Launch HN: RankScience (YC W17) – Automated Split-Testing for SEO - ryanb
https://www.rankscience.com
======
ryanb
RankScience automates split-testing for SEO to grow organic search traffic for
businesses. 80% of clicks from Google go to organic results and yet most
companies don't know how to improve their SEO, or can't effectively measure
their efforts to do so. Because of the scale of SEO and the constant change of
both Google's ranking algorithm and your competitors' SEO campaigns, the only
way to succeed in the long-run is with software and continuous testing.
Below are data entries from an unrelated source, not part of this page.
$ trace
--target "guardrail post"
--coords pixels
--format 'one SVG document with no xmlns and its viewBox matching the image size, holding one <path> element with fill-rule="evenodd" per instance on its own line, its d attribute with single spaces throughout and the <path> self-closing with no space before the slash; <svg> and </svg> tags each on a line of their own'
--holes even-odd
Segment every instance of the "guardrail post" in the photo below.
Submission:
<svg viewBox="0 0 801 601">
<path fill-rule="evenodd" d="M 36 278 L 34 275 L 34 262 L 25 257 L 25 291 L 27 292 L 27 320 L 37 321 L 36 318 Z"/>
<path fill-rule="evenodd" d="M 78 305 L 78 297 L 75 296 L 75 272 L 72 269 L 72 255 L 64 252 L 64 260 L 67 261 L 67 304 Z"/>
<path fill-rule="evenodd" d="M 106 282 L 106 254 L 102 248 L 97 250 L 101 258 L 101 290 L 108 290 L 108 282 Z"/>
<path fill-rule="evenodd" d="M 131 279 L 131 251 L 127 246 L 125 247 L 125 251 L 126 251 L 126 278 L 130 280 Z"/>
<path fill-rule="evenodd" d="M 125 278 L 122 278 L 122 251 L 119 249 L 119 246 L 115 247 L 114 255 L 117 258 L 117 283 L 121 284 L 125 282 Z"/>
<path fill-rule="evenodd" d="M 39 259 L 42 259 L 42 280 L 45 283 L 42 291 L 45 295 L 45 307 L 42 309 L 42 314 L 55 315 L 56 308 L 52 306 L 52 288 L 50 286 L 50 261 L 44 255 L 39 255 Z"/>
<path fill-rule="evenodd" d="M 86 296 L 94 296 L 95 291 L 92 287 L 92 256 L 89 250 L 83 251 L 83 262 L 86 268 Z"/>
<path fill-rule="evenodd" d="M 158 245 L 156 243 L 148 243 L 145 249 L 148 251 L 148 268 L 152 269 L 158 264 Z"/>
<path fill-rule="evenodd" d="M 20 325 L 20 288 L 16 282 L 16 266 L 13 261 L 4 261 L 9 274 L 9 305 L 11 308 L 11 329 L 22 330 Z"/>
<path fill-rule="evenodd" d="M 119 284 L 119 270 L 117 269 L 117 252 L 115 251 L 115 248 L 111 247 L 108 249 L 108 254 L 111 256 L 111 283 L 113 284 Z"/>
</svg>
We've built a CDN that enables our software to provide tactical SEO execution
and run A/B testing experiments for SEO across millions of pages. Experiments
typically take 14-21 days for Google to index and react to changes, and we use
Bayesian Structural Time Series and Negative Binomial Regression models to
determine the statistical significance of our experiments.

Our software is 100% technical SEO, and doesn't do anything black-hat, spammy,
or anything related to link-building. One of our goals is to bring
transparency and shed light on what is largely considered a shady industry,
but is so important to so many companies' revenue and growth. In fact, If SEO
didn't have such a bad reputation, we think someone else would have built this
a long time ago.

SEO as an industry earned itself a stigma for being spammy: between buying
links, creating low-quality pages stuffed with keywords and text intended for
Google rather than humans, and the used car salesmen attitude that many SEOs
have, many people have been conditioned to dismiss SEO as an invalid or
illegitimate growth channel.

We're software engineers-turned-SEO's, who have previously consulted for
dozens of companies on SEO, from YC startups to Fortune 500 companies like
Pfizer. We previously shared our case study with HN, where we increased search
traffic to Coderwall with one A/B test:
[https://www.rankscience.com/coderwall-seo-split-
test](https://www.rankscience.com/coderwall-seo-split-test)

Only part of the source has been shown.